The ADA has been a disaster in the field of employment. In the three decades since its passage, around 80-90% of such cases have been won by employers. The problem in part is that the ADA calls for “reasonable accommodations” in the workplace, but only insofar as they do not pose an ambiguously phrased “undue burden” or “financial hardship” upon the employer.

It can be a tedious, bureaucratically complex and time-consuming process for Social Security Disability Insurance, (SSDI), or Supplemental Security Income, (SSI), which are two main sources of income for many disabled Americans in the U.S. According to an recent article by Maggie Mills, “Initial claims for SSDI are denied more than 70 percent of the time and claims are often denied multiple times, delaying or preventing treatment for the most medically needy…. Even after meeting the difficult requirements to qualify, the average SSDI payment for disabled people who have previously paid into the system is just $1,259 per month.”

Raising awareness and building mass social movements around the pathetic, miserly and bureaucratically oppressive federal disability system is something that should definitely be at the forefront of more people’s minds coming out of the experience of the COVID crisis.

The bottom line is that a legalistic approach is not the best way to win accommodations from ruling class institutions. Such accommodations are granted only when they take on a mass character in some sort of crisis or struggle that threatens the very profitability and continued power of said institutions — but as soon as the crisis begins to wane, or the balance of power tips back in the favor of the ruling class, these accommodations granted will be clawed back, undermined or whittled away.

This is why the struggle for disability justice, access, and accommodations must be linked with the basic struggles against capitalist dominance within and outside the workplace.

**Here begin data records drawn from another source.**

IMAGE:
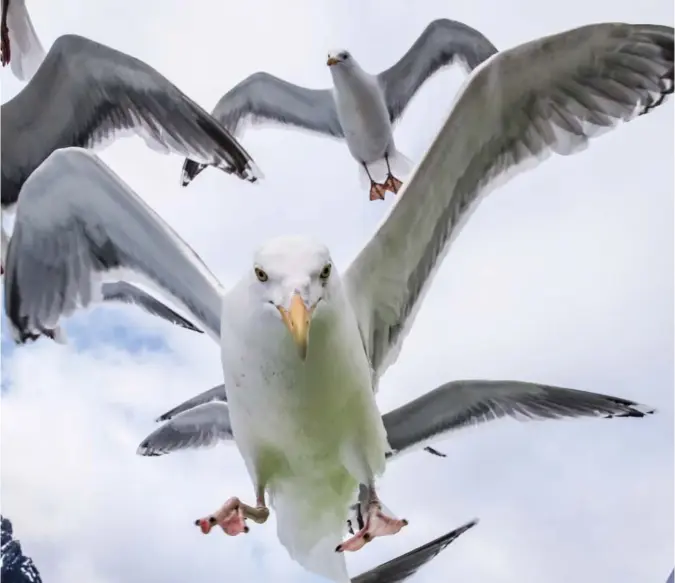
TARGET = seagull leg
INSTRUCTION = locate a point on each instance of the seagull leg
(376, 190)
(5, 53)
(376, 524)
(232, 515)
(391, 184)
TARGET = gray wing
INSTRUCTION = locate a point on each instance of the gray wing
(215, 394)
(121, 291)
(442, 43)
(203, 426)
(549, 95)
(77, 223)
(86, 93)
(462, 403)
(265, 98)
(26, 49)
(405, 566)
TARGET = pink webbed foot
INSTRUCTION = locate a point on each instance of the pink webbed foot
(377, 191)
(377, 524)
(232, 517)
(392, 184)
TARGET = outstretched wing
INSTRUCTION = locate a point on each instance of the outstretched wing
(77, 224)
(202, 426)
(460, 404)
(215, 394)
(263, 98)
(121, 291)
(85, 94)
(549, 95)
(442, 43)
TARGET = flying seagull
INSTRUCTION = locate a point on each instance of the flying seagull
(85, 94)
(302, 404)
(360, 108)
(20, 46)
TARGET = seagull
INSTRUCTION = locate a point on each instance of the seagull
(360, 108)
(17, 32)
(84, 94)
(204, 420)
(303, 343)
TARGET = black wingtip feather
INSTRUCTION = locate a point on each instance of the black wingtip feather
(190, 171)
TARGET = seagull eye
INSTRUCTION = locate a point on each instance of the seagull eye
(325, 272)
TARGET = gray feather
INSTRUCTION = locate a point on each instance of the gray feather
(460, 404)
(76, 221)
(85, 93)
(441, 43)
(124, 292)
(403, 567)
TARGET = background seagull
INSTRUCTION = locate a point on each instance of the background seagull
(302, 405)
(84, 94)
(20, 46)
(360, 107)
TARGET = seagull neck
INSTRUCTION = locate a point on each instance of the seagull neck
(353, 80)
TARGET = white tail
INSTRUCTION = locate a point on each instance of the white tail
(401, 167)
(311, 522)
(26, 53)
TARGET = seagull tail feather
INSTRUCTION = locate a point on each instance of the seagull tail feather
(401, 166)
(190, 170)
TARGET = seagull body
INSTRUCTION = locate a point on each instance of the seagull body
(307, 427)
(360, 108)
(549, 95)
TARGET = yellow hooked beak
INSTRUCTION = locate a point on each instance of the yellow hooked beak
(297, 320)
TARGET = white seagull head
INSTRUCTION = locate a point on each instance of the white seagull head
(293, 276)
(340, 58)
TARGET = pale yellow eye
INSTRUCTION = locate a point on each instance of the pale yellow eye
(261, 275)
(325, 272)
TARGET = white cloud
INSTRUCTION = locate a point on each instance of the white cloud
(564, 276)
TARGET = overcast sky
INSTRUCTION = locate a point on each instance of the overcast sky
(563, 276)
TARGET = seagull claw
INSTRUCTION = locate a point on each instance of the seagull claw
(377, 191)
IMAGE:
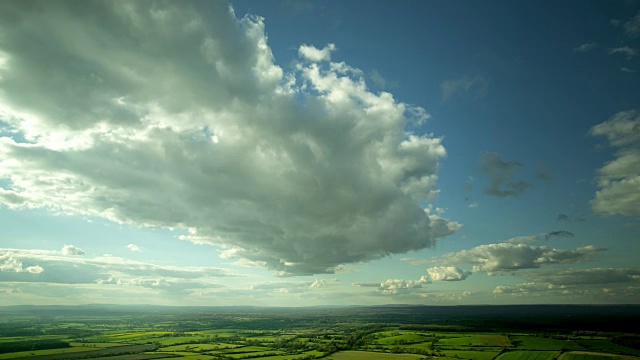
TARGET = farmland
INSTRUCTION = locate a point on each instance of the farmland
(291, 334)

Workers have always demanded accommodations from their bosses in the form of higher monetary compensation, more democracy in the workplace, or greater control over the work conditions, length, and nature. This is the history of the labor movement.

COVID is unlikely ever to be eradicated and more pandemics will likely arise in the future, so why is it so important for disabled people that they play a more prominent role on the left?

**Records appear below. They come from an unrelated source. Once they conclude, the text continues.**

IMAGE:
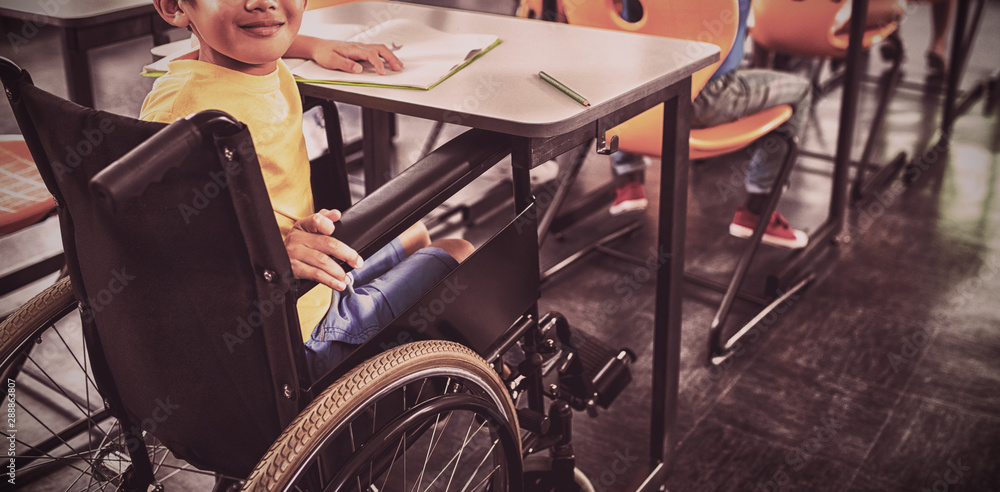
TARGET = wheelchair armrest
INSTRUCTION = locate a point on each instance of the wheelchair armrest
(128, 177)
(378, 218)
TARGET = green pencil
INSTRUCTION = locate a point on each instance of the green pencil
(566, 90)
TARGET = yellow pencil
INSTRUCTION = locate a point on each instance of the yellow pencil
(566, 90)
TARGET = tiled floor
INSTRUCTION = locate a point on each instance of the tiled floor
(883, 375)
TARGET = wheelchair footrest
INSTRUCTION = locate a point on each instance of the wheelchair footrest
(593, 374)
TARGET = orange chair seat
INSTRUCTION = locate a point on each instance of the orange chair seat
(644, 133)
(24, 199)
(819, 28)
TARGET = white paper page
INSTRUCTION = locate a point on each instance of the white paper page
(428, 55)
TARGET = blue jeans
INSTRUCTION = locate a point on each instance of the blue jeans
(737, 94)
(387, 284)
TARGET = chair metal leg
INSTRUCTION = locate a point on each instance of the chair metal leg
(864, 184)
(552, 221)
(719, 350)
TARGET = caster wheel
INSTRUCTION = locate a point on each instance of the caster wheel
(538, 476)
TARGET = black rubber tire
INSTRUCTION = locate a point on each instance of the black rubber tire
(43, 363)
(331, 417)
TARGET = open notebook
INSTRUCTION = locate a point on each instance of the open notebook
(429, 56)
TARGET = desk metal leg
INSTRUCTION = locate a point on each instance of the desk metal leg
(377, 146)
(77, 68)
(669, 278)
(830, 231)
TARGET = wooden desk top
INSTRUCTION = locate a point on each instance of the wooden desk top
(75, 13)
(502, 91)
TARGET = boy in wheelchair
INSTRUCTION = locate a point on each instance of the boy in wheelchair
(237, 69)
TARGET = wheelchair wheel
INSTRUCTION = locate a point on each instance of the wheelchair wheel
(62, 434)
(425, 416)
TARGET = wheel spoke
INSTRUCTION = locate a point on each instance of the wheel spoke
(480, 465)
(483, 481)
(420, 478)
(459, 453)
(392, 463)
(57, 386)
(73, 354)
(57, 436)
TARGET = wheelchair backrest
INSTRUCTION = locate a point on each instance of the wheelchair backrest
(185, 289)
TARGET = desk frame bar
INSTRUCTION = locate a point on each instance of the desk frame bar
(674, 166)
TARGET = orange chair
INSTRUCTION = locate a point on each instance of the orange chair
(24, 201)
(717, 22)
(820, 29)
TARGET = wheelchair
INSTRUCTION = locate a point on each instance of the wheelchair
(171, 357)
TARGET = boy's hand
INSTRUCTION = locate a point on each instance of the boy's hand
(340, 55)
(312, 251)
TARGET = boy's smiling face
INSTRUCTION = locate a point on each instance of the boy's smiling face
(244, 35)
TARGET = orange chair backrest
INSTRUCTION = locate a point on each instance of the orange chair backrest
(526, 7)
(819, 28)
(710, 21)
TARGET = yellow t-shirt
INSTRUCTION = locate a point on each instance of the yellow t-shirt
(271, 108)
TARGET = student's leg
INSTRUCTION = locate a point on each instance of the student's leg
(741, 93)
(360, 311)
(411, 240)
(744, 92)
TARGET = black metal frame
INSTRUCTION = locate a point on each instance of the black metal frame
(957, 102)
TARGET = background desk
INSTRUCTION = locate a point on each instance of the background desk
(502, 92)
(85, 24)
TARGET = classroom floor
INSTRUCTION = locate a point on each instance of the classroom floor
(883, 375)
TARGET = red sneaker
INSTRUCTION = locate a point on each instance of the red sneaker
(629, 197)
(778, 232)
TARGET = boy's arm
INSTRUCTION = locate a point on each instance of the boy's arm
(341, 55)
(312, 250)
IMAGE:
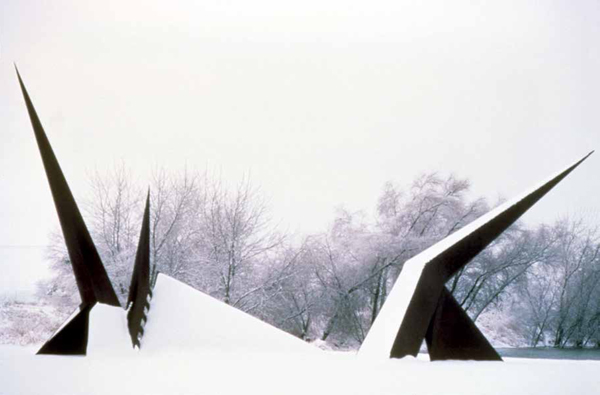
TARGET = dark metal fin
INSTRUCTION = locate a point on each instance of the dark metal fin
(453, 335)
(72, 337)
(92, 279)
(139, 289)
(462, 246)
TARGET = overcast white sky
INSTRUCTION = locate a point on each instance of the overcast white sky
(320, 101)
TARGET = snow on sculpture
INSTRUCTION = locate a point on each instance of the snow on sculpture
(419, 306)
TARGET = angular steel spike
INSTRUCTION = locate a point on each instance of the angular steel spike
(92, 279)
(453, 335)
(415, 296)
(139, 290)
(72, 337)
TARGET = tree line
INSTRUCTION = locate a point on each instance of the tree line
(329, 287)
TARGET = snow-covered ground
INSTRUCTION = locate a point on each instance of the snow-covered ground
(22, 372)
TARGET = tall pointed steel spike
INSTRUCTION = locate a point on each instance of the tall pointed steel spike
(140, 281)
(92, 280)
(413, 300)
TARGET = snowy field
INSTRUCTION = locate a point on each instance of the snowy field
(21, 372)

It’s important for disabled people to play more of a leading role on the left, and it is equally important for the left to play more of a leading role in the issues immediately relevant to disabled people. Both the existing socialist and disability movements can move in divergent directions.

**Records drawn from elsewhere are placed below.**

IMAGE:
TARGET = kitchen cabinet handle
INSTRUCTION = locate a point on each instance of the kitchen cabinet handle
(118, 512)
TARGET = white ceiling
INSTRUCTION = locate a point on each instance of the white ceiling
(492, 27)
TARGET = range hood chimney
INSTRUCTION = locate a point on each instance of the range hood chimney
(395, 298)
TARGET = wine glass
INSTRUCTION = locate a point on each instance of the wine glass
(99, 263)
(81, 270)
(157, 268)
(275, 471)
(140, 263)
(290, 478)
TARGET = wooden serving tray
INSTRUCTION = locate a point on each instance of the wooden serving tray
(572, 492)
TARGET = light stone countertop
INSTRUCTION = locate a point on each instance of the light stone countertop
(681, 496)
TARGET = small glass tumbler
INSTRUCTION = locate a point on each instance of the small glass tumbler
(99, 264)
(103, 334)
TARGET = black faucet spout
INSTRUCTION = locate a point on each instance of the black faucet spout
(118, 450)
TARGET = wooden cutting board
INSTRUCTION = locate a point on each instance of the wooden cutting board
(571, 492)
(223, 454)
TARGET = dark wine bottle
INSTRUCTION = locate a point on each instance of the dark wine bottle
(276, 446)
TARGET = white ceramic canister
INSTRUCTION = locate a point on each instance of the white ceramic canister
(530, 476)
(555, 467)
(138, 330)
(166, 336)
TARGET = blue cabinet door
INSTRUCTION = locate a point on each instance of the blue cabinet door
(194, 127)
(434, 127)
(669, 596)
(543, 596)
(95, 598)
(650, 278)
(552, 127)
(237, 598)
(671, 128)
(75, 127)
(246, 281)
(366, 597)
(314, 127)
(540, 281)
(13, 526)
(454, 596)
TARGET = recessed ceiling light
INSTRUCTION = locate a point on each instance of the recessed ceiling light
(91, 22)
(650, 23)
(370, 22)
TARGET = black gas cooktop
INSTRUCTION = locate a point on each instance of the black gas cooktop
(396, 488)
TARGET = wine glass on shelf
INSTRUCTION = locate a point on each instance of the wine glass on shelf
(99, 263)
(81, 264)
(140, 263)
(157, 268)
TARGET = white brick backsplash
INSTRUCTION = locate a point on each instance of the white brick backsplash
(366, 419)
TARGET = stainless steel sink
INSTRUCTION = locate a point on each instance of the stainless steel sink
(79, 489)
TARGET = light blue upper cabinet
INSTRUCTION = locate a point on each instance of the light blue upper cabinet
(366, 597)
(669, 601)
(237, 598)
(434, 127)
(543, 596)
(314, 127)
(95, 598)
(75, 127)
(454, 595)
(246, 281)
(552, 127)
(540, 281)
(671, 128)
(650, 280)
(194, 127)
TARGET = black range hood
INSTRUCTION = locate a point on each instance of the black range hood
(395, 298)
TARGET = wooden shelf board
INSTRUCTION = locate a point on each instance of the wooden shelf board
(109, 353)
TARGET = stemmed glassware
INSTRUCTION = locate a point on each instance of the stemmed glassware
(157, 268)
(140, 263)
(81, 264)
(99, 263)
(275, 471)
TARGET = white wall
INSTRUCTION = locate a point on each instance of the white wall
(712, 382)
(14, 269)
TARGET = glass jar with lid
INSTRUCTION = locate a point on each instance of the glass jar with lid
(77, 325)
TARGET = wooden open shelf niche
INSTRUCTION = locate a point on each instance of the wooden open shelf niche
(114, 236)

There are those on the left who fear moving too far afield from more mainstream and popular issues that are centered on the active, “productive” working class — or even the “hard-working middle class,” as Bernie Sanders is occasionally wont to frame it. Focusing on the relatively marginalized and frequently scapegoated or ostracized is simply not a recipe for successful politics in this calculation — nor is questioning some of the core assumptions that undergird conceptions of “the deserving poor” and other shibboleths of mainstream American politics.

In disabled people’s organizations, there is often a strong compulsion to steer clear of “politics” — let alone Radical politics — and focus instead on securing government grants, connecting people with services, lobbying politicians with “neutral” evidence-based talking points, and simply navigating bureaucracies in order to access essential educational, health and economic resources. In other words, there is a sense — not uncommon throughout American society — that the best way to advance your interests is through figuring out how to work the existing system rather than engaging in mass, collective, social activism to change the system.

This is ultimately what we should talk about: changing an unsustainable system that fails to care about the well-being and health of many human beings. We must change fundamental aspects of how we live, work, interact, make decisions, and value each other. This is something that both disabled and non-disabled members of the working class and oppressed have a common interest in.